Jack Sheldon (outside right), the smallest man in the team, but “a terror for his size.” Was born at Clay Cross, and was signed-on this season from Manchester United, where except on rare occasions, he was kept in the reserve team owing to the excellence of Billy Meredith. One of Liverpool’s best captures, for he cost the Anfield club only £300. Has proved a rare bargain. Full of pluck and cleverness, speedy, and does not often waste a centre. Also a good shot.

Arthur Metcalf (inside right), not much taller than his partner, but of sturdier build. Like Sheldon, left his old team through lack of opportunity. A native of Sunderland, he played for Newcastle United, and in the season of 1911-12 scored thirty seven goals for the St. James’ Park club. But he was crowded out by the wealth of talent there, and joined Liverpool. The Anfield club has not regretted the bargain. A clever forward and a good shot, but unlucky in the matter of injuries.

Tom Miller (centre-forward), a Scot, from Motherwell. Was formerly an inside left, but Liverpool tried him as centre with the most satisfactory result. Has led the line well in the Cup-ties, and solved a difficult problem as to who should be the successor of Parkinson. A good dribbler, travels faster than he seems, and has a very useful serve. Generally a good shot.

William Lacey (inside left), a boy from Wexford, who has this season assisted Ireland to carry off the international championship, and, if Liverpool win the cup, will have done more than any player towards achieving that distinction. Has had a wonderful season. A versatile forward, he has figured in all the five positions for his club and country, and has also played at half-back. As good tempered as he is clever. Is Liverpool’s best shot, as well as the best forward.

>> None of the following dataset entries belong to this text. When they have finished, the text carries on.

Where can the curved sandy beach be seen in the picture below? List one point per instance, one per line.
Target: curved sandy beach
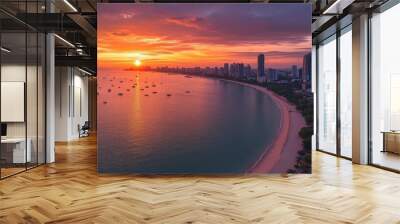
(282, 153)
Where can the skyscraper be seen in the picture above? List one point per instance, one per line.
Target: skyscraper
(241, 70)
(260, 68)
(306, 76)
(295, 73)
(226, 69)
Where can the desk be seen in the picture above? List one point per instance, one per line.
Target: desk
(391, 141)
(18, 149)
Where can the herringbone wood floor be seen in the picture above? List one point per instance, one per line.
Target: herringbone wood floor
(70, 191)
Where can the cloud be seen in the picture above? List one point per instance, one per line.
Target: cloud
(193, 22)
(127, 15)
(206, 33)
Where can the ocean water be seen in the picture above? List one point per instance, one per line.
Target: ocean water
(159, 123)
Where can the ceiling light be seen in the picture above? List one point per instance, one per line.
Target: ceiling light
(86, 72)
(70, 5)
(337, 7)
(5, 50)
(64, 40)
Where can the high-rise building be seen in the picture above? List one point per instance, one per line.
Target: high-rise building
(261, 68)
(306, 76)
(272, 74)
(241, 70)
(226, 69)
(295, 73)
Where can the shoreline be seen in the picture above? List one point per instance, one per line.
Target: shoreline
(286, 145)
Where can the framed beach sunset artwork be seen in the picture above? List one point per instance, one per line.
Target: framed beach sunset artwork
(204, 88)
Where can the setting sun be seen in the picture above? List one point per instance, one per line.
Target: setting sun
(138, 62)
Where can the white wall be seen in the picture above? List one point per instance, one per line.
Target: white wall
(70, 83)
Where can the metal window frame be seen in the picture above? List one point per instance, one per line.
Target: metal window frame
(339, 28)
(44, 74)
(381, 9)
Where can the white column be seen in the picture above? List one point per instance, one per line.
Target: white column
(360, 90)
(314, 91)
(50, 98)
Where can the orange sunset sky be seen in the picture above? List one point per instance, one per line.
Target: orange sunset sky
(202, 34)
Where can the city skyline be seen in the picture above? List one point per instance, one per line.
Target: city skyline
(198, 35)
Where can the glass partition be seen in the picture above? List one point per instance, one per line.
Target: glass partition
(14, 153)
(345, 93)
(22, 92)
(327, 95)
(385, 89)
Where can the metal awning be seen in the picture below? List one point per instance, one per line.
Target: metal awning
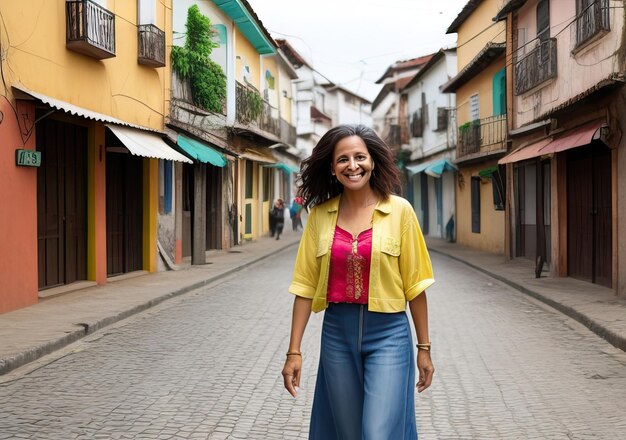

Was transferred from Everton to Liverpool, and has been a rare bargain.

Jimmy Nicholl (outside left), made his first appearance for Liverpool last January, when he helped beat West Bromwich Albion at the Hawthorns. Was secured from Middlesbrough; was not eligible to play in the first two rounds of the Cup competition, but has done fine work since, and considerably strengthened the forward line. Scored both goals against the Villa. Was born in Port Glasgow, and assisted Cambuslang Rangers and the Airdrieonians before joining Middlesbrough, where he was for three and a half seasons.